All of this could help to pave the way for the recognition and certification of a workforce of volunteer and paid “therapeutic mentors.” Although state laws and policies vary widely across the U.S., all states have accreditation and regulatory standards for providers of psychological services, and implementing a model of paraprofessional mentoring will require that mentoring organizations work with state regulatory bodies to establish new accreditation standards or to revise existing standards to include mentors, depending on the scope of policies currently in effect.

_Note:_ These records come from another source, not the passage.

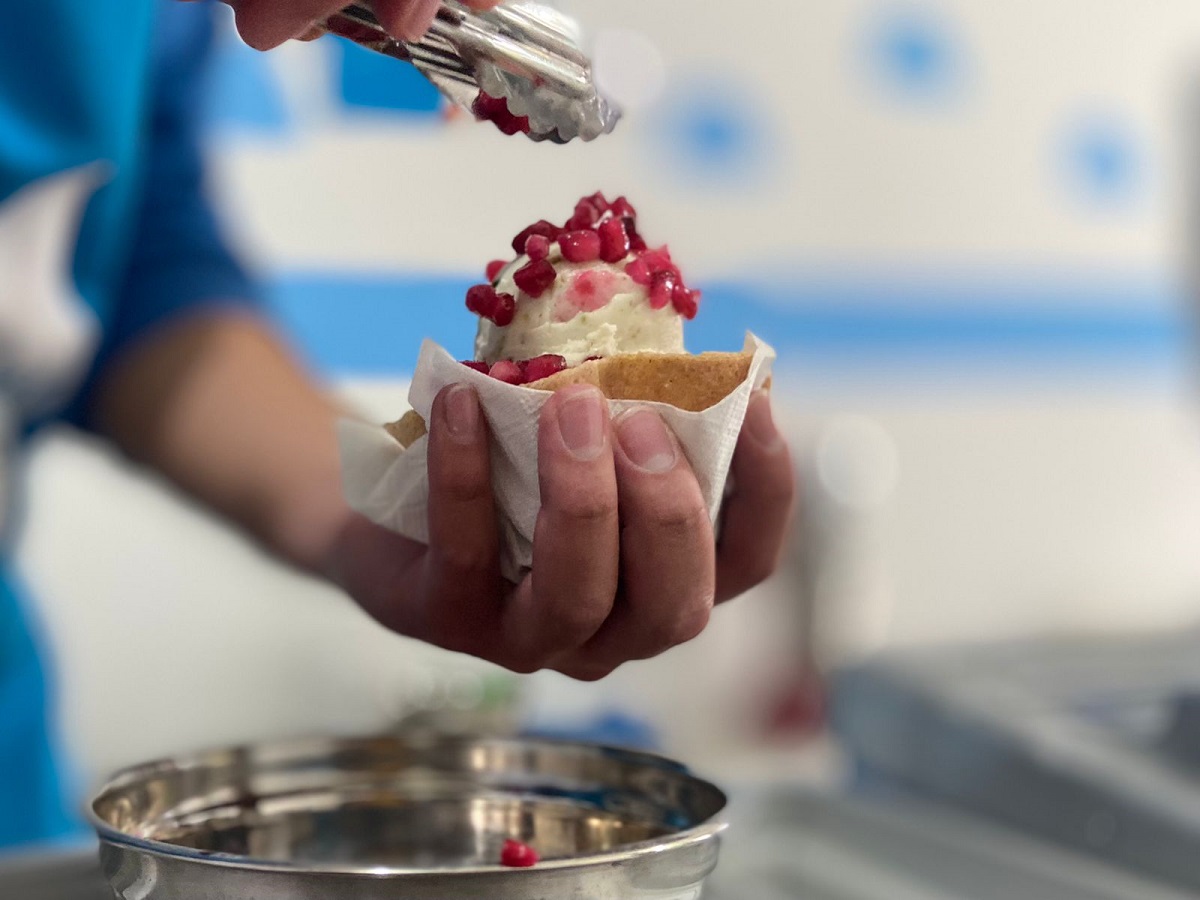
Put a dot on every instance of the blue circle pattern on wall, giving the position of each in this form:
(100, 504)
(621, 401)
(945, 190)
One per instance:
(916, 55)
(1104, 165)
(714, 133)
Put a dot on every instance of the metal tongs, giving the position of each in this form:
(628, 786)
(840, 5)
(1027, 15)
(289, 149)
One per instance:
(514, 52)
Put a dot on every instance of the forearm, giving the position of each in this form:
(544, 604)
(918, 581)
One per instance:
(219, 406)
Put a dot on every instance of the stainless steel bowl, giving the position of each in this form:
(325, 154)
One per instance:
(408, 819)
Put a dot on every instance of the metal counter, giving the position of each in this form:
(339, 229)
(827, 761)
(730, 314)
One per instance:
(793, 845)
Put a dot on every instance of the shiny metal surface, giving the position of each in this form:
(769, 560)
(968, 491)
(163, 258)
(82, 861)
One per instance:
(409, 817)
(517, 51)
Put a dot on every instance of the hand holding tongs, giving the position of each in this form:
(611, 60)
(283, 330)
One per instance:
(509, 52)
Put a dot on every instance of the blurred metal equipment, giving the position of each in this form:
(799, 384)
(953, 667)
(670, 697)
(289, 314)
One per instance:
(521, 52)
(418, 817)
(1091, 744)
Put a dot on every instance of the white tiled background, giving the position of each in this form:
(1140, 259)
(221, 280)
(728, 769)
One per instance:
(936, 144)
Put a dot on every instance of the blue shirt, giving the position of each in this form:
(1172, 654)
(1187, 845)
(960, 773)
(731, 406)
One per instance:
(112, 88)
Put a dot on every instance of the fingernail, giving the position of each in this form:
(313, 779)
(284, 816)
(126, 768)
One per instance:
(760, 423)
(415, 21)
(462, 414)
(646, 441)
(581, 421)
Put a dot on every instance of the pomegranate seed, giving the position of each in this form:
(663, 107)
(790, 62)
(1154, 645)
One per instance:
(580, 246)
(613, 240)
(481, 299)
(659, 259)
(487, 107)
(640, 271)
(543, 227)
(535, 276)
(496, 111)
(623, 209)
(586, 216)
(599, 202)
(636, 243)
(543, 367)
(516, 855)
(495, 268)
(687, 303)
(538, 246)
(661, 289)
(507, 371)
(504, 309)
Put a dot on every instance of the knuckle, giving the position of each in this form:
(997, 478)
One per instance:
(693, 624)
(576, 622)
(679, 520)
(465, 557)
(685, 627)
(586, 507)
(460, 484)
(589, 672)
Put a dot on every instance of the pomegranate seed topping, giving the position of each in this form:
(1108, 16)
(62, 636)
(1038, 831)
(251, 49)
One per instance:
(495, 268)
(516, 855)
(581, 246)
(538, 246)
(623, 209)
(613, 240)
(496, 111)
(543, 227)
(636, 243)
(640, 271)
(586, 216)
(687, 303)
(599, 202)
(534, 277)
(661, 289)
(659, 259)
(539, 367)
(504, 309)
(507, 371)
(481, 299)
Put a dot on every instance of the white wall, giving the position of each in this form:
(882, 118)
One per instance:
(1024, 502)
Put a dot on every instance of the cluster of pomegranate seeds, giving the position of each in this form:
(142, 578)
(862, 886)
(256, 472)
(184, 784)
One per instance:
(598, 229)
(654, 269)
(546, 229)
(485, 301)
(535, 277)
(507, 371)
(580, 246)
(496, 111)
(521, 372)
(515, 855)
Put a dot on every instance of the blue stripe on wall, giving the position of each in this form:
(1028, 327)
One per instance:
(372, 327)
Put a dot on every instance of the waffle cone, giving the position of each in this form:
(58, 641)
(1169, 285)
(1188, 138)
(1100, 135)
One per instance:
(694, 383)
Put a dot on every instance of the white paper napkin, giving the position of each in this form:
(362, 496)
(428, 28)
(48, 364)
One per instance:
(389, 485)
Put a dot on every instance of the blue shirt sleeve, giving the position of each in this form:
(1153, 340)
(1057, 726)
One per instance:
(179, 259)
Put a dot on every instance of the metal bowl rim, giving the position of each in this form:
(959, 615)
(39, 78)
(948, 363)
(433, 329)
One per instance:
(115, 838)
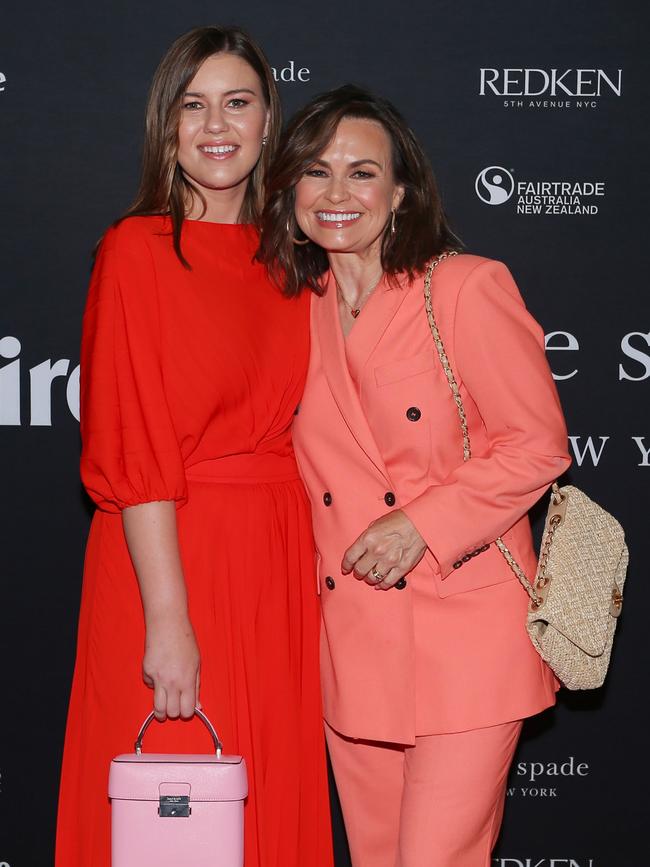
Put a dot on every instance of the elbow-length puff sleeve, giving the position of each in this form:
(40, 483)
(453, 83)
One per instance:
(500, 361)
(130, 452)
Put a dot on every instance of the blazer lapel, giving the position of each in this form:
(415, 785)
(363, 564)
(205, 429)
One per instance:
(335, 365)
(378, 313)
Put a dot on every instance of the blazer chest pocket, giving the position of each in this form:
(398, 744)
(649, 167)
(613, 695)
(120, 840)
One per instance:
(386, 374)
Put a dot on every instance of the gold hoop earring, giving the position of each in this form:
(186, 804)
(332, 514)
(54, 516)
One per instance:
(295, 240)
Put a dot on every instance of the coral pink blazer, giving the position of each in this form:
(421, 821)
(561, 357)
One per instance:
(378, 429)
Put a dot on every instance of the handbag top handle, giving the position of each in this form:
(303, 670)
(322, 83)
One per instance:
(218, 746)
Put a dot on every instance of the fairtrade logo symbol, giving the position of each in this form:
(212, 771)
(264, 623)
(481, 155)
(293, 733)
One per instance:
(494, 185)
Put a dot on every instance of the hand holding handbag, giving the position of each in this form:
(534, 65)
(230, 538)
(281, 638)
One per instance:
(577, 595)
(171, 809)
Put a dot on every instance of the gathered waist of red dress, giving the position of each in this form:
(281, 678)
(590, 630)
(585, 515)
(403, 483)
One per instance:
(245, 469)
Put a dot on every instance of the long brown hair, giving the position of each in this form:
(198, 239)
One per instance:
(421, 229)
(163, 187)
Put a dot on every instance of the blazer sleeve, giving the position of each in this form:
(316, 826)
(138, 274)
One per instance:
(499, 359)
(130, 453)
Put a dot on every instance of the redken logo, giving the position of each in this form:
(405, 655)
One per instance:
(550, 88)
(542, 862)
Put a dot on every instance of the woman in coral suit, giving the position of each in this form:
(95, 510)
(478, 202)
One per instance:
(427, 670)
(200, 553)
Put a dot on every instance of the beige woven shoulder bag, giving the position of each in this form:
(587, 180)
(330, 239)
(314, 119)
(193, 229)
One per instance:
(577, 595)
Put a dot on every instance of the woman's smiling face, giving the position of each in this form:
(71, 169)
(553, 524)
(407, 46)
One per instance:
(344, 199)
(223, 118)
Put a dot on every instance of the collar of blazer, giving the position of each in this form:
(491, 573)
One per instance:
(366, 333)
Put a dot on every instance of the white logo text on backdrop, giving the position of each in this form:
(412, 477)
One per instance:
(533, 86)
(495, 185)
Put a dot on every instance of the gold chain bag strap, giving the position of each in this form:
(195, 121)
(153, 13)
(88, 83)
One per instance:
(576, 596)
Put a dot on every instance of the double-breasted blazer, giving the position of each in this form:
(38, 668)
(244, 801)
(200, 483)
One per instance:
(378, 430)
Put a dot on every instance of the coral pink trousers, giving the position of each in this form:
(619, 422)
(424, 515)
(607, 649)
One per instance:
(436, 804)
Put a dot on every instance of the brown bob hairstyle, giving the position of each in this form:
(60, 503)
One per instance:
(421, 229)
(163, 187)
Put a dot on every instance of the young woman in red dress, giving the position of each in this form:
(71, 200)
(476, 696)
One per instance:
(200, 553)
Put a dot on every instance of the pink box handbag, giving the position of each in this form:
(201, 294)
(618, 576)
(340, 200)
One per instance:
(175, 809)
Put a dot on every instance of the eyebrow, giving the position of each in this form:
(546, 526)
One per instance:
(226, 93)
(353, 165)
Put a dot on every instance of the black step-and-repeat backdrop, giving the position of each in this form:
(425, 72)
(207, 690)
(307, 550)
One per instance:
(535, 119)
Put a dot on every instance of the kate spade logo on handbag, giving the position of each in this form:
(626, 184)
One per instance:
(544, 779)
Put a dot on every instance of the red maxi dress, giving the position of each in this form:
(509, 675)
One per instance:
(190, 383)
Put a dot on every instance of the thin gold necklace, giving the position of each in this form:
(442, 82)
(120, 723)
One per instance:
(354, 311)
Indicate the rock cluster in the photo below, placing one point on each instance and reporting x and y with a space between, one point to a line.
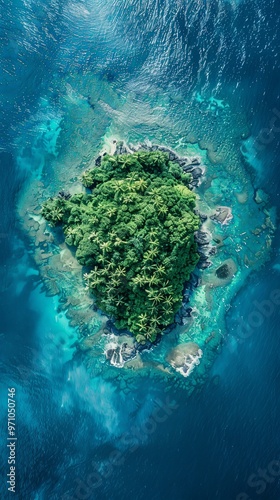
190 165
185 357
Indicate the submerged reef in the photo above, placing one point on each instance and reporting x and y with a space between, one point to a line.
135 232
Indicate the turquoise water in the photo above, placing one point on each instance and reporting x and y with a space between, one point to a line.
200 77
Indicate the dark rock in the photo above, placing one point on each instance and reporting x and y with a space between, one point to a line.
222 215
195 161
120 149
202 238
223 271
64 194
197 173
98 161
204 264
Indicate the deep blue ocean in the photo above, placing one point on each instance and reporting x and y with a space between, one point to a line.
223 443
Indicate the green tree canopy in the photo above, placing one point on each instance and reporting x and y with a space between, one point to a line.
134 230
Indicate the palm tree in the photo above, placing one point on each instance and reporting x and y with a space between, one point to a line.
120 271
160 269
140 185
94 236
105 246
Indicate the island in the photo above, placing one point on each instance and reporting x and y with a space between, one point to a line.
134 231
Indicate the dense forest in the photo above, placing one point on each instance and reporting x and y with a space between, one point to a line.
134 232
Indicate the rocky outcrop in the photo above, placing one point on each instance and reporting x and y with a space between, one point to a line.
185 357
222 215
120 350
190 165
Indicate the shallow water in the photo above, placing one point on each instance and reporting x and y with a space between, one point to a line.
145 69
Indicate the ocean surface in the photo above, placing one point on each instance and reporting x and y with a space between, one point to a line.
78 440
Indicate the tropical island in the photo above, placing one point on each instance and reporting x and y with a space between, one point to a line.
134 231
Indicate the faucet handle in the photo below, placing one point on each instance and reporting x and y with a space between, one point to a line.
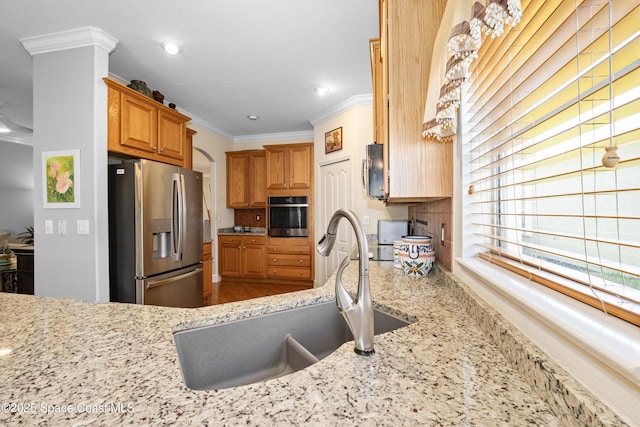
343 299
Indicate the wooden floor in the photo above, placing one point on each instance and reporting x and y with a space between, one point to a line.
230 291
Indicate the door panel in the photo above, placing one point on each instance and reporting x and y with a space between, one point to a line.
155 239
335 193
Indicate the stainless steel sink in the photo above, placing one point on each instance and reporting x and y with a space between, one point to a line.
258 348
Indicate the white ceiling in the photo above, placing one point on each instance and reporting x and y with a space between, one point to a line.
239 57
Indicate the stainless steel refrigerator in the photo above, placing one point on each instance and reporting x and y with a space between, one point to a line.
155 234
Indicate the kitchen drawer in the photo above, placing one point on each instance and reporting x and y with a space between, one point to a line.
289 259
289 272
254 240
288 250
229 239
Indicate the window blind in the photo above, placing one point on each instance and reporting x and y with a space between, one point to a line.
545 103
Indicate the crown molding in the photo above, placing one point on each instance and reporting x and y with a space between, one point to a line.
70 39
304 136
354 101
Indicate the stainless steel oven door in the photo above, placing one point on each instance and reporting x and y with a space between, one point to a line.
288 217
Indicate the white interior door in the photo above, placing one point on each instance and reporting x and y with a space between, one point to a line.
335 193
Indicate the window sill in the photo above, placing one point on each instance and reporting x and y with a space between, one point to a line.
601 352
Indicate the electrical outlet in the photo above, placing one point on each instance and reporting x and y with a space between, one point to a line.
82 226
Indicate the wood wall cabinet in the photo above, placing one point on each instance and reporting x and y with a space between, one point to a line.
139 126
207 271
246 172
242 256
289 258
289 166
415 169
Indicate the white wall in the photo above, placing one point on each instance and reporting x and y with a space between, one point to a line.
16 188
357 133
70 110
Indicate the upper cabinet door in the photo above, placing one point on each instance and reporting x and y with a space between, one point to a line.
289 166
172 132
237 167
139 125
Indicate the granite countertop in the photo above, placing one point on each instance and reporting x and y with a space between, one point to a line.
258 231
78 363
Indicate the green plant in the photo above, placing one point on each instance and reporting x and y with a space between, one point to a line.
27 236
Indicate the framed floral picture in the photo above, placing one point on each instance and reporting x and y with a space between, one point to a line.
333 140
61 179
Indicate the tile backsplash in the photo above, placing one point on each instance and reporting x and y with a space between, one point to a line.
429 218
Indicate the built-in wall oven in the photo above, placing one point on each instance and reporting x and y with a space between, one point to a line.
288 216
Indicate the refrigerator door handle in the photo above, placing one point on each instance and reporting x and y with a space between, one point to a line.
176 217
183 214
155 284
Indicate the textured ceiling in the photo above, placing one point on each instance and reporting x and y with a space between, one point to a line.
239 57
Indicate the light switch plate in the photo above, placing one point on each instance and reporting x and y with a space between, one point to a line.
82 226
62 227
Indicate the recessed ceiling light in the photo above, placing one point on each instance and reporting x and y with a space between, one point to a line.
171 48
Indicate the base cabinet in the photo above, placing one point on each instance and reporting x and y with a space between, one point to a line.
242 256
289 258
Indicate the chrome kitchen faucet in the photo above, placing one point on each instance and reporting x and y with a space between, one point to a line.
358 312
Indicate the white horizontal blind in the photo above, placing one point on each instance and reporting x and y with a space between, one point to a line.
544 102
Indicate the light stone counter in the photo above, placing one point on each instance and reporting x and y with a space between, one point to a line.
115 364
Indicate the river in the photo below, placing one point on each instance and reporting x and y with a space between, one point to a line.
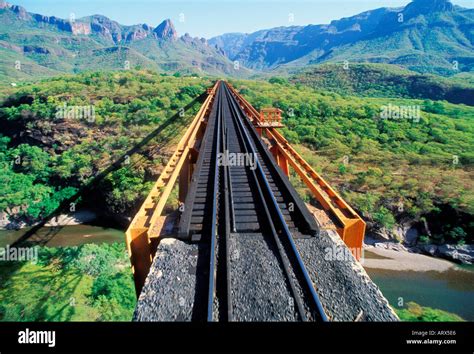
452 290
72 235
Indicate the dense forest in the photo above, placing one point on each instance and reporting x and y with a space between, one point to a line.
85 283
47 154
393 168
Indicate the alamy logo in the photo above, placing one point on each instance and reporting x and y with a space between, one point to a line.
19 254
37 337
400 112
76 112
234 159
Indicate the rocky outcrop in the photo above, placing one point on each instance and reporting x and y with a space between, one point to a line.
458 253
419 7
107 28
138 32
35 50
166 30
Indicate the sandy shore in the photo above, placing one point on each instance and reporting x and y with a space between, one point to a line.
403 261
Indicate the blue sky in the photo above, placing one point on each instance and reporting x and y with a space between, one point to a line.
207 18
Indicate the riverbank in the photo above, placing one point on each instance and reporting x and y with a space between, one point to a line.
401 260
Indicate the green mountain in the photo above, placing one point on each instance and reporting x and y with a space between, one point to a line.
425 36
383 80
34 46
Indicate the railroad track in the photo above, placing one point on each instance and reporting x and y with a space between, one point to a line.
242 206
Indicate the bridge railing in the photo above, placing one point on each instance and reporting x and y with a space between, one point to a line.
349 225
140 234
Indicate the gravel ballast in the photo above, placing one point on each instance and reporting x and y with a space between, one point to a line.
175 289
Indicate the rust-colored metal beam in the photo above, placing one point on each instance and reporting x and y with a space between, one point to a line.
350 226
140 234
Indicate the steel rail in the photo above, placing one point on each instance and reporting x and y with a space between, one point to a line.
320 314
286 266
213 234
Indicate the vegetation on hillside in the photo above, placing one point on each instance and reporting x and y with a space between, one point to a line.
381 80
391 168
86 283
46 157
417 313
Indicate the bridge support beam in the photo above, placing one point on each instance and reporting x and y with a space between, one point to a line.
184 179
281 160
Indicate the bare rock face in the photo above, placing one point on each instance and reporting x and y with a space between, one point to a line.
166 30
106 28
4 5
419 7
138 32
81 28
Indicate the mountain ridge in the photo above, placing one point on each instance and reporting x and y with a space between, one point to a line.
424 36
91 42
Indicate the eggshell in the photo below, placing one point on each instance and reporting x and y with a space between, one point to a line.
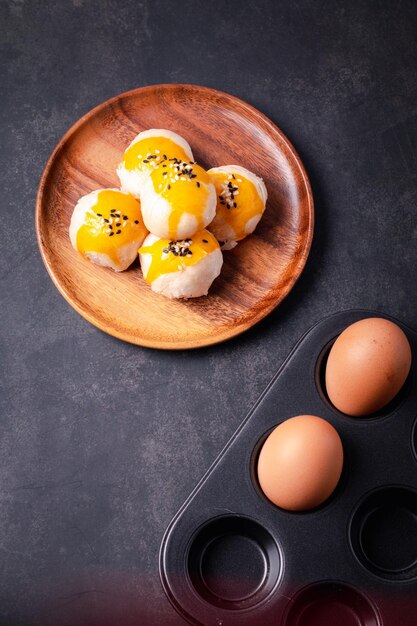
300 463
367 366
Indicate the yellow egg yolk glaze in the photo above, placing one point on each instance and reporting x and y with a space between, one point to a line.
114 221
185 186
237 201
148 153
173 256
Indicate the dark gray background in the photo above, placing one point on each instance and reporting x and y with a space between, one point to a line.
100 441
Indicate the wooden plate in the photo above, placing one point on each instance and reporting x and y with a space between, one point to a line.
221 129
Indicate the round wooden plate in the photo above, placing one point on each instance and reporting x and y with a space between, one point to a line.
221 129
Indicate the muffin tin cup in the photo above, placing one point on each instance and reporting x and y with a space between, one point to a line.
231 557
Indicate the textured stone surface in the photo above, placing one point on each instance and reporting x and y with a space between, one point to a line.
100 441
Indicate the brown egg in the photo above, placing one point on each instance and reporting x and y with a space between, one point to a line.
367 366
300 463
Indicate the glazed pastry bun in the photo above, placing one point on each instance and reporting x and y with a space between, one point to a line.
178 199
107 228
181 269
241 199
145 152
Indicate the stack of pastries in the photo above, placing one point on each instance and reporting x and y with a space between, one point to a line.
169 210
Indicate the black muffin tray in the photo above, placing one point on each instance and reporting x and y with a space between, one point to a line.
232 558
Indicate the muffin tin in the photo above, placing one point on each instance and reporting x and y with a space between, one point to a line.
232 558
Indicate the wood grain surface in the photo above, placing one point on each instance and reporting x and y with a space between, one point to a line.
221 129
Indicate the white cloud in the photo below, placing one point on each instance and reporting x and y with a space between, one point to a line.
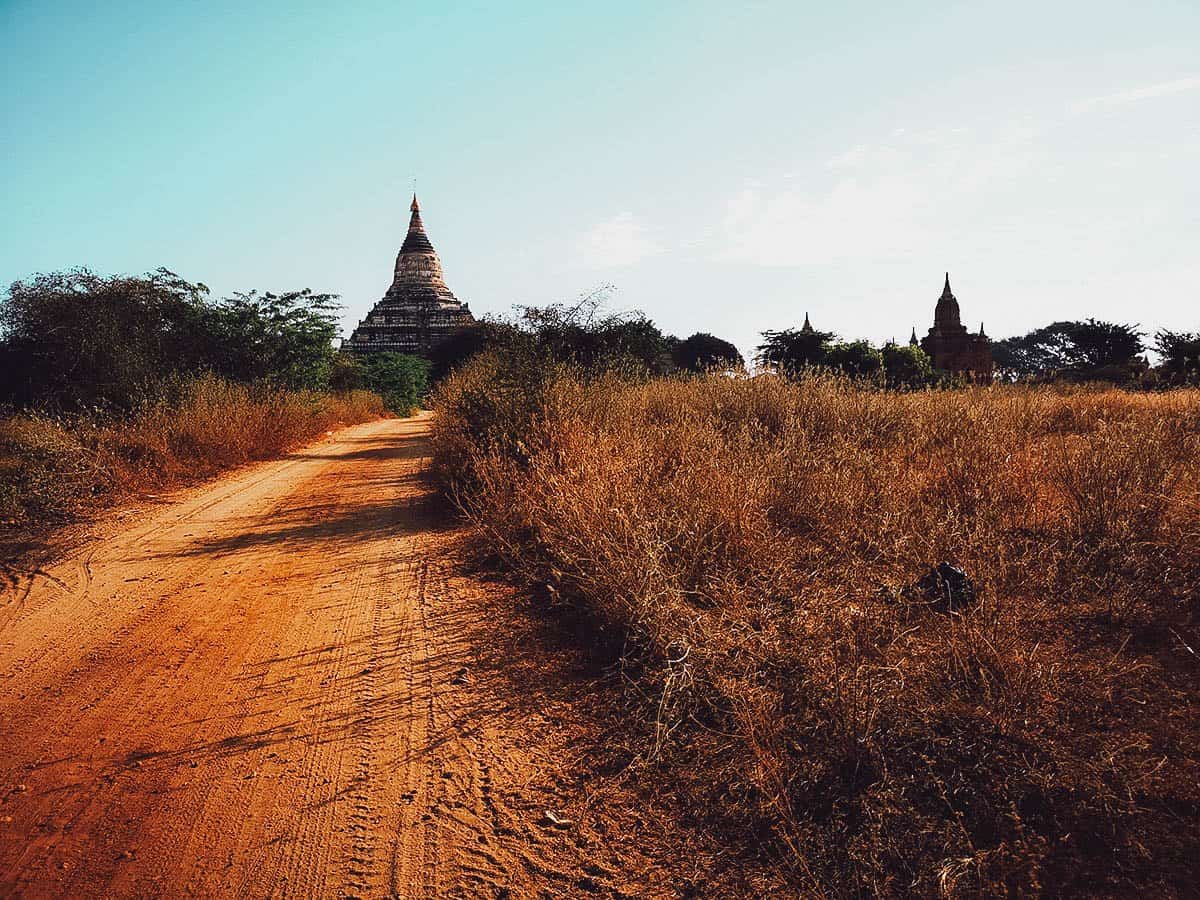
617 241
1138 94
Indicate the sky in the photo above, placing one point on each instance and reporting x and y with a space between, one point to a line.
724 167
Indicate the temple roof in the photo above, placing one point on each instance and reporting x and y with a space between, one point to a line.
946 313
417 240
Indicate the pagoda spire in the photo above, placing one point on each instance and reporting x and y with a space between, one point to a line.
417 240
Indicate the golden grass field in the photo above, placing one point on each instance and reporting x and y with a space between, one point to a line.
751 547
52 469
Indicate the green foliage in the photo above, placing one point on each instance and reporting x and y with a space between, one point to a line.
346 373
285 339
583 336
857 359
463 345
82 340
906 366
1181 355
1079 351
793 349
703 352
76 340
402 381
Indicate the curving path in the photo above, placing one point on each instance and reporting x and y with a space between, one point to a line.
271 688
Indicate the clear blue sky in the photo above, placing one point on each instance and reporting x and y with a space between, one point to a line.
726 166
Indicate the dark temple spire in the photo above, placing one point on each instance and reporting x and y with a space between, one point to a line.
417 240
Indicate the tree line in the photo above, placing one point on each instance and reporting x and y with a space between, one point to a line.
76 341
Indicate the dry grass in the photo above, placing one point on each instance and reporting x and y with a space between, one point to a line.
755 544
54 469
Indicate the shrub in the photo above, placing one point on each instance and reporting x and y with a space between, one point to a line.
402 381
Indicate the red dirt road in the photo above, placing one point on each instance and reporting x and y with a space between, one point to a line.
268 688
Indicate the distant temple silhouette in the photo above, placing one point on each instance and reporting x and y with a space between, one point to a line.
419 311
949 346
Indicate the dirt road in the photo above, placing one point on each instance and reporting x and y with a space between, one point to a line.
273 687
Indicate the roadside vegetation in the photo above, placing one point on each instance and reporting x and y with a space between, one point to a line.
880 642
111 385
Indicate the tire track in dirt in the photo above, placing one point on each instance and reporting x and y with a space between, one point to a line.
268 688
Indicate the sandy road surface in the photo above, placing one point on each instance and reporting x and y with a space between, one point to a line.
267 688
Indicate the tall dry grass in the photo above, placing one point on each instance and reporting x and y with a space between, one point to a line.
54 468
756 545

In Massachusetts, for example, “therapeutic mentoring” has been implemented over the past decade in response to a class action lawsuit that required the state to provide more comprehensive, accessible mental health care services to children (www.rosied.org). Therapeutic mentors are typically members of multidisciplinary treatment teams that involve mental health professionals, case managers, and medical providers, and are often dispatched to youth’s homes and communities to support the pursuit and adherence of larger treatment goals. Massachusetts has established guidelines around the necessary background, training, and oversight of therapeutic mentors but does not license individual mentors. Rather, the state accredits agencies (hospitals, community health centers, private agencies) that have demonstrated competence in training and overseeing therapeutic mentors, which in turn have the discretion to hire, train, and supervise mentors. In other states there are stricter laws on the necessary training, education, and licensing of providers of psychological services, and as laws are currently written, formal providers of psychological services must have advanced degrees and be individually licensed by the state.
To ethically and legally implement these models of mental health mentoring, organizations, researchers, and policymakers will need to collaborate. Likewise, as mentors take on more paraprofessional roles and partner with more advanced supervisors, programs should find ways to more explicitly recognize and credential volunteer service (e.g., course credits, continuing education unit, therapeutic mentoring certification). And, as the field moves toward certification of therapeutic mentoring, it will open new opportunities and professional pathways for entry-level mental health professionals and, in doing so, help to bridge gaps in mental health care.